Some of Philippe De Gobert’s models are taken from images of buildings that illustrate the history of 20th century architecture: Bois des Moutiers in Varengeville-sur-Mer (Edwin Lutyens), the Wittgenstein villa in Vienna, the Ozenfant house, the Cité radieuse in Marseille or the Cabanon in Roquebrune Cap Martin (Le Corbusier), the Glass House (Pierre Chareau and Bernard Bijvoet), the Malaparte house in Capri, Constantin Melnikov’s Studio House, the reconstruction buildings in Le Havre (Auguste Perret), and now the interiors of the Villa Cavrois. The artist’s biography already says a lot about the links between his work and architecture: Genetically programmed to be a painter, I chose photography at a very early age as a way to survive: it was a profession closest to my preoccupations. The work of Kurt Schwitters made me abandon gouache painting to start assembling various materials and objects. Discovering the 3rd dimension, I became a sculptor for a time, before starting to reconstruct on a small scale my favourite universe: the « Artists’ rooms ». These mock-ups became the models, in a pictorial sense, for my photographs, and since then I have been building them for that purpose. [https://philippedegobert.be/biographie/]

The Deceived Eye
Based on the relationship between light and architecture, between the representations of the miniature and those of the photographic image, Philippe De Gobert’s work nevertheless largely escapes the appearance of the subjects he focuses on. His work affects the properties of the representations he manipulates and often plunges the viewer into a kind of vertigo and salutary doubt.

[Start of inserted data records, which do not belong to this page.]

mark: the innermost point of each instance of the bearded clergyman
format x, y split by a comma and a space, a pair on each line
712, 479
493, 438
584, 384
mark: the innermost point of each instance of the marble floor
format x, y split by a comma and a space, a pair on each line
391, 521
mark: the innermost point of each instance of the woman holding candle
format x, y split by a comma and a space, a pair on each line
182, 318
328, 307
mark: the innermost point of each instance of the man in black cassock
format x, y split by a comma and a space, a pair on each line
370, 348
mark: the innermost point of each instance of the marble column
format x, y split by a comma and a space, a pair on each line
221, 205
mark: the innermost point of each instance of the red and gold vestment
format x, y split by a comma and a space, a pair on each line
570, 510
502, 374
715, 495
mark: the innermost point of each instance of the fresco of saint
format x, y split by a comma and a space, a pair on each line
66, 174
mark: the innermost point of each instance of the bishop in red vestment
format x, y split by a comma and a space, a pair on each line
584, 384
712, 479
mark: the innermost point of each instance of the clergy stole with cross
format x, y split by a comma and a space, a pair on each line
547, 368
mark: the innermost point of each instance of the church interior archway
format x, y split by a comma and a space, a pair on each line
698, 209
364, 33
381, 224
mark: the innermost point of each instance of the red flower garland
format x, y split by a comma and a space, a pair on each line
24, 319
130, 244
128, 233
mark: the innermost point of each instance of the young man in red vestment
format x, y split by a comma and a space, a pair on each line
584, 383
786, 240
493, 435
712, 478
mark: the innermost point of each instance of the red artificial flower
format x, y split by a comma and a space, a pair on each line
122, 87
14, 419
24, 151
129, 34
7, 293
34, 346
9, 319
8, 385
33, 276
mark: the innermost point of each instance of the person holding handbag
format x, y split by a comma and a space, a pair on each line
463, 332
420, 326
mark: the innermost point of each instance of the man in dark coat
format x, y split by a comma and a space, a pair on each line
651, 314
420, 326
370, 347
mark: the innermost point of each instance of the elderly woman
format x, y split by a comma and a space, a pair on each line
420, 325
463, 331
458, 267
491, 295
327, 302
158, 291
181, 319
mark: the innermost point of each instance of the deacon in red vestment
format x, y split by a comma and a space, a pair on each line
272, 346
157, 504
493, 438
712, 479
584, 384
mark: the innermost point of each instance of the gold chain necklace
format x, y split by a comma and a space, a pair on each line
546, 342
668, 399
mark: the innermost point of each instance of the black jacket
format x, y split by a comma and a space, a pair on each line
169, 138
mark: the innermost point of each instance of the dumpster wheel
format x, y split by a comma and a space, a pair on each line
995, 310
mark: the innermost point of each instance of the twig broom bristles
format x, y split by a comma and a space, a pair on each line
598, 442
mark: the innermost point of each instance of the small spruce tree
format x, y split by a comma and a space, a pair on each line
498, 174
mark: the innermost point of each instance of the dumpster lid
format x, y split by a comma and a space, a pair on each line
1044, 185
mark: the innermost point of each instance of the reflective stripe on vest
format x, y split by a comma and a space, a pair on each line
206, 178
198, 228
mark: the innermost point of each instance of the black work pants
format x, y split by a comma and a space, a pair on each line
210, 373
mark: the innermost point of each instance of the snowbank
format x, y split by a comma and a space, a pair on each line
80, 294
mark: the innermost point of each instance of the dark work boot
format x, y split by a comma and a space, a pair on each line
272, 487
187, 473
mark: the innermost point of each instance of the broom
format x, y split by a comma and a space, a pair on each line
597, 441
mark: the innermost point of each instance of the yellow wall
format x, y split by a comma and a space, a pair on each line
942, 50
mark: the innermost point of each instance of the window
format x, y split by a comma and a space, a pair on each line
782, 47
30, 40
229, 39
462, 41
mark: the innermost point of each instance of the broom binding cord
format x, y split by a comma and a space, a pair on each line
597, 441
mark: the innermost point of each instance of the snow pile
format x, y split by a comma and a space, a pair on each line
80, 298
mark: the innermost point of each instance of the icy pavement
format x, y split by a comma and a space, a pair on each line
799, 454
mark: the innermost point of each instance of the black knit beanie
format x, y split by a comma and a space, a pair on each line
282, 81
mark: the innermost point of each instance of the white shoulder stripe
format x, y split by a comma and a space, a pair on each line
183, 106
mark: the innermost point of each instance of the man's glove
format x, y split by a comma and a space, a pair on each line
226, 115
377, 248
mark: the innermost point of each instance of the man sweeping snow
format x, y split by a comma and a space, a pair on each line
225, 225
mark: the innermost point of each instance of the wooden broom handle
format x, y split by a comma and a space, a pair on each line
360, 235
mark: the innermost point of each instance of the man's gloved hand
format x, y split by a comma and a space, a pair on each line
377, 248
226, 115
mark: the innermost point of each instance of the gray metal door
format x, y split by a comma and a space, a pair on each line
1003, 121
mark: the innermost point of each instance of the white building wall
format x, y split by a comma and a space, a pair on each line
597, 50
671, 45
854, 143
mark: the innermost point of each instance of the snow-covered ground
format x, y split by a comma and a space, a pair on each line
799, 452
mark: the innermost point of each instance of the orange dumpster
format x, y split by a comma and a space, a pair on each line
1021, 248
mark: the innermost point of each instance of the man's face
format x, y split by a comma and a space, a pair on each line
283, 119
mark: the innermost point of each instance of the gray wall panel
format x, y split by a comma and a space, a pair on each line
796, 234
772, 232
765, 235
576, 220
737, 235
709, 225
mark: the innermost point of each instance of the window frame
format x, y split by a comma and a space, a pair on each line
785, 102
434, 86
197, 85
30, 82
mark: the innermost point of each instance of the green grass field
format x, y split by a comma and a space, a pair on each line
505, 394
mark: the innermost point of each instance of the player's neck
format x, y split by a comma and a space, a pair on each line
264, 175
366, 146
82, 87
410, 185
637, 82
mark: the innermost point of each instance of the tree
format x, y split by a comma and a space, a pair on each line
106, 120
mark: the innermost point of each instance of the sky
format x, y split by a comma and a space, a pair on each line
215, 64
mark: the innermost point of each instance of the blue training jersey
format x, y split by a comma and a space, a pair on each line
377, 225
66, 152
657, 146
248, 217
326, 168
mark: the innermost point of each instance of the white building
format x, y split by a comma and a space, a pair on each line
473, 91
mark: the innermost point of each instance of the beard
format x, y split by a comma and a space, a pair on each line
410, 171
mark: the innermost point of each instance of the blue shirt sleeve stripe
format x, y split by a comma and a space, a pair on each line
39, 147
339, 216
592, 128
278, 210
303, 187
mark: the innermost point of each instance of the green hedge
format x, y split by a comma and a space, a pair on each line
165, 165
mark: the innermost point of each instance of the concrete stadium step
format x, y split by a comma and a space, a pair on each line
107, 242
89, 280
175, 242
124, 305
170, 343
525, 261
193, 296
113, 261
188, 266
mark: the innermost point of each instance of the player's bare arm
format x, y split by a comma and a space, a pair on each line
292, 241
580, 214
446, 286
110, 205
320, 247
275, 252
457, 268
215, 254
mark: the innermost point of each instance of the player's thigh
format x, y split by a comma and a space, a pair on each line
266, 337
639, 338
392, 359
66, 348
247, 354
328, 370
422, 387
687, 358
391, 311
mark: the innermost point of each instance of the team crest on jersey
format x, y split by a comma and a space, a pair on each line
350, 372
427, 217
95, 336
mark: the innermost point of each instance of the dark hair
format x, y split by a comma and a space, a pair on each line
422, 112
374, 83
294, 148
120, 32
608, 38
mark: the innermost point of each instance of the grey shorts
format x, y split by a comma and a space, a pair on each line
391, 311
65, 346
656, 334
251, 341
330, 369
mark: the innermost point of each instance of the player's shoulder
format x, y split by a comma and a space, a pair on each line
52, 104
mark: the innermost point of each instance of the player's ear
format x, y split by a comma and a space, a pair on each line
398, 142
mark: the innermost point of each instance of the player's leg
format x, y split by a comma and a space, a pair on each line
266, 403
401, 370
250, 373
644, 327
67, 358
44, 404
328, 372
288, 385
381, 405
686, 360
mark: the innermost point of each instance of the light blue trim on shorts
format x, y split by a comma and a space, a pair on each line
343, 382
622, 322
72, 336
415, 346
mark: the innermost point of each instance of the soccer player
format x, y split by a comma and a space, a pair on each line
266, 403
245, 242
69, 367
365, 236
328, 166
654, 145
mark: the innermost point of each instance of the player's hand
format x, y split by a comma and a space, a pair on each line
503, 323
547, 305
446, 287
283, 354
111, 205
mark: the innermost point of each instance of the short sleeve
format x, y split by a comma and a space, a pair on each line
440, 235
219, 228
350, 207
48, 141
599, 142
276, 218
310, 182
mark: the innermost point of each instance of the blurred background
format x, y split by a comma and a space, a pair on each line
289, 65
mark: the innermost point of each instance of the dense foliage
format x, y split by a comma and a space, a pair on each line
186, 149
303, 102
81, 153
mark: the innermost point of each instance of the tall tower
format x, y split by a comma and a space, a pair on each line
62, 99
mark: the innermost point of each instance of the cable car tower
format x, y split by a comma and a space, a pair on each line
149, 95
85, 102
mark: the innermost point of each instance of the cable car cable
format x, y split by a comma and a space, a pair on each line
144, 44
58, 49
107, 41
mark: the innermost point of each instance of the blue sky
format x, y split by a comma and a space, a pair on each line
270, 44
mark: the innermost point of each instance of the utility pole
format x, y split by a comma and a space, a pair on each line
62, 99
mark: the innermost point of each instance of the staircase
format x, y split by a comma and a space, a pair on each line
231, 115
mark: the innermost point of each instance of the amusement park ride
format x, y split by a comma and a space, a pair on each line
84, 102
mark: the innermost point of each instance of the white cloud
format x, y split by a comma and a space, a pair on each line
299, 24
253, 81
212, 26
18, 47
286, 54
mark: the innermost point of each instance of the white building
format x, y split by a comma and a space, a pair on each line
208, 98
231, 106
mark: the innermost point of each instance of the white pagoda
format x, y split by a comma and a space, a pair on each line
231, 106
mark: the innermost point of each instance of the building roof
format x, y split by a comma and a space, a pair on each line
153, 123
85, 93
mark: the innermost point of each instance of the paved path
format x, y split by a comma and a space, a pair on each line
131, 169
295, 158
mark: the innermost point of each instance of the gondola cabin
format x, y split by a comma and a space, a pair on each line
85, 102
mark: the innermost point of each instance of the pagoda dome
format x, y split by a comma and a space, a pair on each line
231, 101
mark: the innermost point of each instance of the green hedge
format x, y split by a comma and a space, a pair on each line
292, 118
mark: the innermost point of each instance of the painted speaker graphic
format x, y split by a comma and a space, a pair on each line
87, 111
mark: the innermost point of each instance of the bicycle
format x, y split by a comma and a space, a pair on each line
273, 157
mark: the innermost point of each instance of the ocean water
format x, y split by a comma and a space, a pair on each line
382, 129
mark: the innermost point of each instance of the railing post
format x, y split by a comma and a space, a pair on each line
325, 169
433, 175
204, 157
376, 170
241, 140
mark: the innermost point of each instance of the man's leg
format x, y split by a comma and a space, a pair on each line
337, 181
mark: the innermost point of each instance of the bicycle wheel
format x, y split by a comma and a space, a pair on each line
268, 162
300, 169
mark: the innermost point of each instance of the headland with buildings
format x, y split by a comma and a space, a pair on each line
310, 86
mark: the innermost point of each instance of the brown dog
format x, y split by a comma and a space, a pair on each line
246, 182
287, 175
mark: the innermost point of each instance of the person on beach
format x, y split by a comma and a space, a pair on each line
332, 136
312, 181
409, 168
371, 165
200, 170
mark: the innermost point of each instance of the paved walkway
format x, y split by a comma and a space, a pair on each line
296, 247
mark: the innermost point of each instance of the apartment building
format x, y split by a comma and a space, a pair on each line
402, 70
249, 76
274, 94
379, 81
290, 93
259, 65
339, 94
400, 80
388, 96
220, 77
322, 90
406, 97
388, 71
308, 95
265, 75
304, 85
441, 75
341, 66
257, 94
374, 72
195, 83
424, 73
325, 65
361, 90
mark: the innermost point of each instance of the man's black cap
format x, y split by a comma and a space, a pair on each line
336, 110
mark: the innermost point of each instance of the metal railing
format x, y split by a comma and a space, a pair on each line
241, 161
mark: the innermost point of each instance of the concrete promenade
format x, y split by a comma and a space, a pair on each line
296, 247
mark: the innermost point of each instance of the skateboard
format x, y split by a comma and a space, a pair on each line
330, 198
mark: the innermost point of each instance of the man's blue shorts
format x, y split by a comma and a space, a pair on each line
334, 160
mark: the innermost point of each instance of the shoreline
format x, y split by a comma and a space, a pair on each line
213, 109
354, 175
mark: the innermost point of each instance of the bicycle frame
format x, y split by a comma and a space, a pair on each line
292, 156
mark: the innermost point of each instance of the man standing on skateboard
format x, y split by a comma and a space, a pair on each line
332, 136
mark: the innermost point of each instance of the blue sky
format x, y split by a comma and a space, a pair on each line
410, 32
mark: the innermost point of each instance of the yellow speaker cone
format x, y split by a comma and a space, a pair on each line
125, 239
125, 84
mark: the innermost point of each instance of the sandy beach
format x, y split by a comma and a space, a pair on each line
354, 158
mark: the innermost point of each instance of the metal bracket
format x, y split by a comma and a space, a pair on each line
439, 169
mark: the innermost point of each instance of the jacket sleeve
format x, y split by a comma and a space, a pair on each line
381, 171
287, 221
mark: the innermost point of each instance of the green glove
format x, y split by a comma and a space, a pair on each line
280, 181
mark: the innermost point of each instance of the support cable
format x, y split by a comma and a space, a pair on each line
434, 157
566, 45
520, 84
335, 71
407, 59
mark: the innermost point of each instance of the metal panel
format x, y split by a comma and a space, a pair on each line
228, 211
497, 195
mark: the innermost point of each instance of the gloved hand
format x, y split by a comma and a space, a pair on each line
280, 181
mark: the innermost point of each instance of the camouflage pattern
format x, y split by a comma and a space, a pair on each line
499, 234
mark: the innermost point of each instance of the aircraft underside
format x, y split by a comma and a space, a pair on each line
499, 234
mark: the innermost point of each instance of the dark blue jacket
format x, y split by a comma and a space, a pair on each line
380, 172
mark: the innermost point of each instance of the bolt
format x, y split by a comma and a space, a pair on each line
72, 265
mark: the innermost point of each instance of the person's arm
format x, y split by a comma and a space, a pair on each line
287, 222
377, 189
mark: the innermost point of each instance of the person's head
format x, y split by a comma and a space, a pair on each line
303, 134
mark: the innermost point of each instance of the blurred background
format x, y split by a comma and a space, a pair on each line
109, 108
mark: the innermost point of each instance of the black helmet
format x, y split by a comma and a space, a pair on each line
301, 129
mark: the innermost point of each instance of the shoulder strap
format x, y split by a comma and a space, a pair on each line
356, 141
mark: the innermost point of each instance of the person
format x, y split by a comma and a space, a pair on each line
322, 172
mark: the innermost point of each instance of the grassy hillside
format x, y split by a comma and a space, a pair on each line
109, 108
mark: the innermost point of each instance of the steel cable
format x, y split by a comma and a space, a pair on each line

How can photographs of models appear more real than reality? How do the miniatures and their geometric deformations suggest a perception that gives a different view of constructed realities? A few clues suggest to the viewer the beginnings of an answer. The convex mirror discreetly placed in the images of the interior of an artist’s studio does not reflect the figure of the painter or the photographer. It does, however, reveal distant filiations, those of ancient representations that gradually lead to the invention of perspective, those of Jan Van Eyck, of 15th century Flemish or Florentine painting considered as an art of vision, those of Alberti when art and science are combined to master appearances. The use of the stand or the pedestal to present architectural models was, for the neoplastic artists, Theo Van Doesburg or Cornelis Van Eesteren, a way of underlining the ambiguity, often intentional, of an architecture that had no other use but an artistic one. Philippe De Gobert’s presentation devices are based on sight and the evocative power it can generate in the viewer. These stages are therefore also sometimes illusions, such as those proposed by the stencilled images made by designers who play with the mathematical realities of perspective to represent in a more poetic way development projects and polychromatic interiors. This repertoire of modern taste is also expressed in the form of curious axonometric altarpieces. The preparatory drawings for these works are based on the old images and are then coloured and constructed in volume. The young man’s room, the most neoplastic interior of the Villa Cavrois, which was intended to express the dynamism of its occupant, is thus transposed into another artistic invention. Axonometry was a way for modern architects to derive from a technical system of spatial representation a plastic construction that escaped traditional composition. By combining axonometry, perspective and three-dimensional models, the miniature scenes designed by Philippe De Gobert are both simulacra and revelations of a reality reduced to its artistic essence.